Text Extraction
Extract Web Page Text
This set of examples extracts the text for all the web pages in a collection, and writes the output to a specified directory. Note that this will create a new directory to store the output, which cannot already exist.
Scala RDD
import io.archivesunleashed._
import io.archivesunleashed.matchbox._
RecordLoader.loadArchives("/path/to/warcs", sc)
.keepValidPages()
.map(r => (r.getCrawlDate, r.getDomain, r.getUrl, RemoveHTML(RemoveHTTPHeader((r.getContentString))))

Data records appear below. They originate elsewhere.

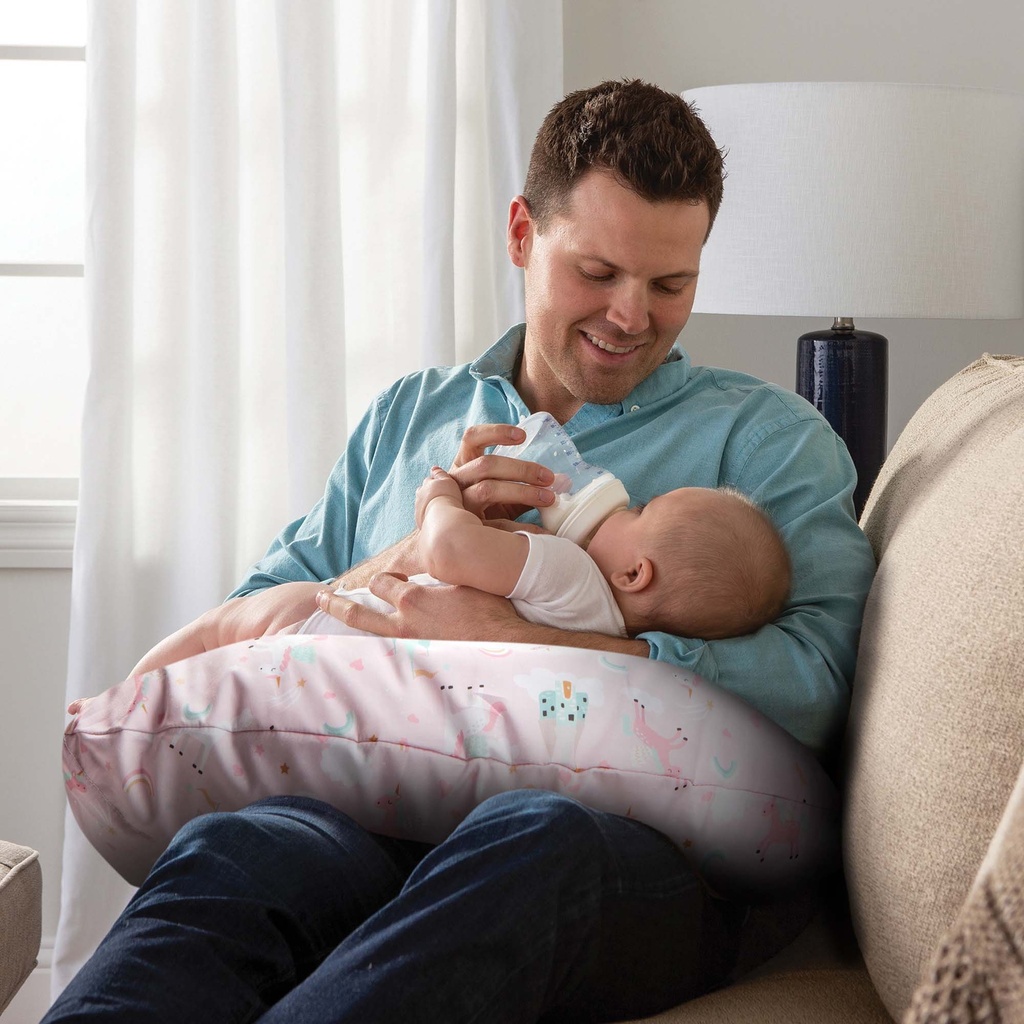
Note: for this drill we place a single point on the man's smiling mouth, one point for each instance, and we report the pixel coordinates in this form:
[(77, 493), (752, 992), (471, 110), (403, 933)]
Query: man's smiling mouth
[(607, 346)]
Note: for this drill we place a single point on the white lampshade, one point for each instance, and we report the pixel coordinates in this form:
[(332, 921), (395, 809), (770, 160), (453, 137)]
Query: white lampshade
[(865, 200)]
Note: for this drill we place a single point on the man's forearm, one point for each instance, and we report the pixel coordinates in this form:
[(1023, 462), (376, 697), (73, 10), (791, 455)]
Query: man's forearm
[(401, 557)]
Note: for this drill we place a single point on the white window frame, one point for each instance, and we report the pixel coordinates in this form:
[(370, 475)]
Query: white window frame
[(37, 516)]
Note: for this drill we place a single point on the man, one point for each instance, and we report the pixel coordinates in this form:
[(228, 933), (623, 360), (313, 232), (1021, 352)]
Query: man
[(536, 907)]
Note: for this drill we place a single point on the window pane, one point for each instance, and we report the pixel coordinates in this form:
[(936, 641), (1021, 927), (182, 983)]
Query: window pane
[(42, 192), (42, 351), (42, 23)]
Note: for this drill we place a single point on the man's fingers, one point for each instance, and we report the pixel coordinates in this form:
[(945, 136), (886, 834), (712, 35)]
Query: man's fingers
[(358, 616)]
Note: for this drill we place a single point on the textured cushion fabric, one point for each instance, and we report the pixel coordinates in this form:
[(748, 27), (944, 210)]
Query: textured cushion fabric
[(977, 974), (936, 733), (20, 916)]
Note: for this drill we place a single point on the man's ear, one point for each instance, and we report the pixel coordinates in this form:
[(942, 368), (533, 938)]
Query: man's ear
[(635, 579), (520, 231)]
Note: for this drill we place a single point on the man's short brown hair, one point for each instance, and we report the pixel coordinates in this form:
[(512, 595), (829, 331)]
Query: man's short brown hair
[(652, 140)]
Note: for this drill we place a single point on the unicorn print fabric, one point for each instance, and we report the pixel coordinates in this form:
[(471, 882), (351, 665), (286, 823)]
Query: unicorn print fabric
[(408, 736)]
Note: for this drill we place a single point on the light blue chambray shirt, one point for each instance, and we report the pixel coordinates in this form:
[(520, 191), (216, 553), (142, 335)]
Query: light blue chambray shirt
[(683, 426)]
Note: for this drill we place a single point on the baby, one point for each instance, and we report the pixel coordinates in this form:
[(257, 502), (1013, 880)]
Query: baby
[(697, 562)]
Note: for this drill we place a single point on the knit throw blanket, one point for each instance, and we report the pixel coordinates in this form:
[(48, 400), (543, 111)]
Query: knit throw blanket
[(977, 973)]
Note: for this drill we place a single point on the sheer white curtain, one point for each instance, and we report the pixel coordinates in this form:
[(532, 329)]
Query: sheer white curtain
[(290, 204)]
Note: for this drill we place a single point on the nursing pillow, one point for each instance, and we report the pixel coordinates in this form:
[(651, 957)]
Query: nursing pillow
[(409, 736)]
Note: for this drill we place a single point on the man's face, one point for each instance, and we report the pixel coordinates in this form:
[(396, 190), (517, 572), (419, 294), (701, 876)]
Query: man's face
[(609, 285)]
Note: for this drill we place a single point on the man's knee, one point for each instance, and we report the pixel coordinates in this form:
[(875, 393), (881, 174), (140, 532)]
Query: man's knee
[(540, 818)]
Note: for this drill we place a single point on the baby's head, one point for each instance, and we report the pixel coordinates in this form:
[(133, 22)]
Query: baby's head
[(696, 562)]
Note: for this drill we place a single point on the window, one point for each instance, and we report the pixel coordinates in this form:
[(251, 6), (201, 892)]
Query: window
[(42, 305)]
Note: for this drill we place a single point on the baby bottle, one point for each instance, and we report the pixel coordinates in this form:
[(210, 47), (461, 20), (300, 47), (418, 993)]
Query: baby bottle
[(585, 495)]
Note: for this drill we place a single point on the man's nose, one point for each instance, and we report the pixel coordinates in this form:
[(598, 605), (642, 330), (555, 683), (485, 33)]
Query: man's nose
[(629, 309)]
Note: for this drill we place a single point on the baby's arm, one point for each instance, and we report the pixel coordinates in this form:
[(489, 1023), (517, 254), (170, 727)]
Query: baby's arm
[(192, 639), (457, 547)]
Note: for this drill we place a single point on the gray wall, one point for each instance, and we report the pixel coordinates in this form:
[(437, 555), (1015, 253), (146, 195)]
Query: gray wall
[(681, 44)]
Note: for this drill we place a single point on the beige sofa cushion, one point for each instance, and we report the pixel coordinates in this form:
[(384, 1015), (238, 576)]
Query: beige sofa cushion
[(936, 733), (20, 916)]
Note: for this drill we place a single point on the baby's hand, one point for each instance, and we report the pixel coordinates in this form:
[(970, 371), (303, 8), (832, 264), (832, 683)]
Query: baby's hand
[(437, 484)]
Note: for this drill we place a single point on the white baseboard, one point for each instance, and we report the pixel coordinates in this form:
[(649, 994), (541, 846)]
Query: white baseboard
[(33, 998)]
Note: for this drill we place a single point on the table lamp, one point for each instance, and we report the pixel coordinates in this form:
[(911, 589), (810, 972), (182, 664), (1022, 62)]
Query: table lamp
[(860, 200)]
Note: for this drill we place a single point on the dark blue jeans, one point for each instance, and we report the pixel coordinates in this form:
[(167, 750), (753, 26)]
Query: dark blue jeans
[(535, 908)]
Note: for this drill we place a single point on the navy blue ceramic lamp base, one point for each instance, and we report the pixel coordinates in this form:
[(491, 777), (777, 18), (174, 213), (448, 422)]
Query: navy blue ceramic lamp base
[(844, 373)]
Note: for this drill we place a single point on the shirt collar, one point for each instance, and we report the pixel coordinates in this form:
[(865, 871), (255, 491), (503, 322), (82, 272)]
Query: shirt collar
[(500, 361)]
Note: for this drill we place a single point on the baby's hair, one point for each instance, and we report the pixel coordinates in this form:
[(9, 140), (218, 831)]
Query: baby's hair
[(722, 576)]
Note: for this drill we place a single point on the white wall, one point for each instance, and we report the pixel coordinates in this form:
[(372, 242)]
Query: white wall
[(34, 615), (681, 44)]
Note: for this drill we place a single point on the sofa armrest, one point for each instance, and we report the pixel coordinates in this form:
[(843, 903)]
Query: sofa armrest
[(20, 916)]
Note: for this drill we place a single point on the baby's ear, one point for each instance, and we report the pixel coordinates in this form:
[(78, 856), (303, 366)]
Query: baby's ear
[(635, 579)]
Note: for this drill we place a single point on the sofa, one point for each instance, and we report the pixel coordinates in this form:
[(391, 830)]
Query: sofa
[(926, 921), (20, 916)]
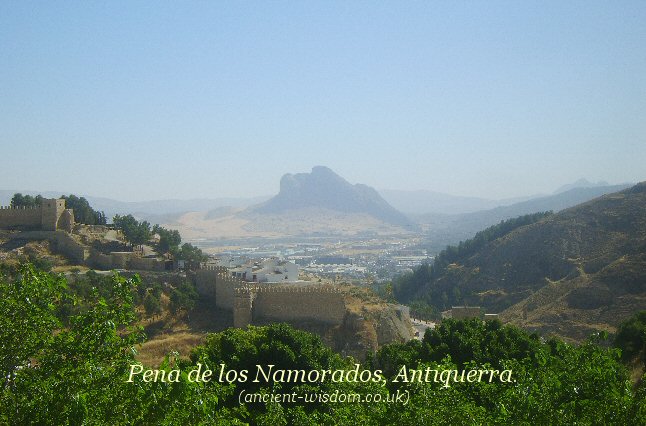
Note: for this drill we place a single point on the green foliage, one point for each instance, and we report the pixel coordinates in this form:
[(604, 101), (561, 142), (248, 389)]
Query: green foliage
[(83, 212), (135, 232), (554, 383), (72, 368), (169, 240), (406, 288), (192, 255), (19, 200)]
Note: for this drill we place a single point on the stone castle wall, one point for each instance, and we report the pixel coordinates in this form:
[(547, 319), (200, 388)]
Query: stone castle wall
[(46, 217), (27, 218), (303, 303), (249, 303), (61, 241)]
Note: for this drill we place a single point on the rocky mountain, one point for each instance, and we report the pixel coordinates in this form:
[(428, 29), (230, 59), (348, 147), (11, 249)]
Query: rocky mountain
[(571, 273), (324, 189)]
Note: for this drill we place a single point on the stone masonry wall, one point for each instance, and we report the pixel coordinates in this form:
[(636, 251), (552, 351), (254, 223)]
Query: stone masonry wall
[(308, 302), (20, 217), (291, 303)]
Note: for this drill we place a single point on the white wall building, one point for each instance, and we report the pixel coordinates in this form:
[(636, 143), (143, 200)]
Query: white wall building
[(267, 271)]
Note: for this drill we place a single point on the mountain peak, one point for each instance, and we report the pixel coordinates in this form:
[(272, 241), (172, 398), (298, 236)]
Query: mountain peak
[(323, 188)]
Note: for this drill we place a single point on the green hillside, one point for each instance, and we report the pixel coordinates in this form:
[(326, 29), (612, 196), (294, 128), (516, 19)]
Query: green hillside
[(569, 273)]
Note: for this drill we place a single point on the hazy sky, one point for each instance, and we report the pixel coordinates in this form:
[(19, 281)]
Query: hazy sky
[(142, 100)]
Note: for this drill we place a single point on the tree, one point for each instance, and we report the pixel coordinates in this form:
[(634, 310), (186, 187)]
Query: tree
[(169, 240), (152, 305), (192, 255), (631, 337), (136, 233), (83, 212), (19, 200)]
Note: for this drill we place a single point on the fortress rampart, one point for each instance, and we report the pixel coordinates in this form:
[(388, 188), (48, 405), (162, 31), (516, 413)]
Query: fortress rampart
[(51, 215), (254, 302)]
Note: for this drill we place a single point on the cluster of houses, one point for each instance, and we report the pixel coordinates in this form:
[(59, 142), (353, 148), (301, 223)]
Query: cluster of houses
[(271, 270)]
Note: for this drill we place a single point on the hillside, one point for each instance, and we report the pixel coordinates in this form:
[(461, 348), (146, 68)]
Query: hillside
[(570, 273)]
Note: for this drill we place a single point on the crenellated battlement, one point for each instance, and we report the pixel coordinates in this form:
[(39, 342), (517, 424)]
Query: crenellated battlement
[(50, 215), (20, 208), (274, 302), (304, 288)]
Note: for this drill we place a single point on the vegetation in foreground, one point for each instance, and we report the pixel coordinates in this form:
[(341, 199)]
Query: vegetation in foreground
[(71, 367)]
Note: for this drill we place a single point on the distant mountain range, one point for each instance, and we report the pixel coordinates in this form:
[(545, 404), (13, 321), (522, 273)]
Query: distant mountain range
[(431, 202), (323, 203), (442, 230), (572, 273), (322, 188)]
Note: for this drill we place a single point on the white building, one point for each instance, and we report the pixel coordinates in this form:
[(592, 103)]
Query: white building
[(267, 271)]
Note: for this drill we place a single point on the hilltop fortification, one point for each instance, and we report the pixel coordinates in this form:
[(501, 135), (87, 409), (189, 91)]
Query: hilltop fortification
[(50, 215)]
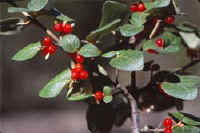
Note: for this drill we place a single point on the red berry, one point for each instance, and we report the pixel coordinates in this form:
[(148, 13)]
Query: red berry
[(78, 67), (72, 55), (79, 58), (58, 27), (67, 28), (152, 51), (51, 49), (99, 95), (83, 75), (160, 42), (75, 75), (141, 7), (168, 123), (47, 41), (134, 8), (169, 20), (168, 130)]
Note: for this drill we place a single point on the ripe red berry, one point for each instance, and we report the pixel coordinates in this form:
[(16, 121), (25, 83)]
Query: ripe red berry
[(168, 123), (67, 28), (83, 75), (58, 27), (134, 8), (168, 130), (72, 55), (160, 42), (75, 75), (79, 58), (51, 49), (141, 7), (169, 20), (47, 41), (152, 51), (78, 67), (99, 95)]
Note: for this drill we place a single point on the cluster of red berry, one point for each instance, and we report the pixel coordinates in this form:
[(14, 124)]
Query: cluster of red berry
[(62, 27), (99, 95), (48, 46), (138, 7), (168, 123), (78, 72)]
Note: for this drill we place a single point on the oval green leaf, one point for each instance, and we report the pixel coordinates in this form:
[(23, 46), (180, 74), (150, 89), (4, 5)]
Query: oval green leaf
[(89, 50), (27, 52), (108, 99), (56, 85), (128, 60), (70, 43), (37, 5)]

.saveAsTextFile("plain-text-rdd/")
Scala DF
import io.archivesunleashed._
import io.archivesunleashed.udfs._
RecordLoader.loadArchives("/path/to/warcs", sc)
.webpages()
.select($"crawl_date", $"domain", $"url", $"content")
.write
.option("timestampFormat", "yyyy/MM/dd HH:mm:ss ZZ")
.format("csv")
.option("escape", "\"")
.option("encoding", "utf-8")
.save("plain-text-df/")
Python DF
from aut import *
WebArchive(sc, sqlContext, "/path/to/warcs") \
.webpages() \
.select("crawl_date", "domain", "url", "content") \
.write \
.option("timestampFormat", "yyyy/MM/dd HH:mm:ss ZZ") \
.format("csv") \
.option("escape", "\"") \
.option("encoding", "utf-8") \
.save("plain-text-df/")
Extract Web Page Text By Domain
This set of examples extracts the text for all the web pages in a collection
matching a list of domains. Specifically in this example, it will go through
a collection of W/ARCs and extract the text of web pages matching the domain
archive.org.
Scala RDD
import io.archivesunleashed._
import io.archivesunleashed.matchbox._
RecordLoader.loadArchives("/path/to/warcs", sc)
.keepValidPages()
.keepDomains(Set("archive.org"))
.map(r => (r.getCrawlDate, r.getDomain, r.getUrl, RemoveHTML(RemoveHTTPHeader(r.getContentString))))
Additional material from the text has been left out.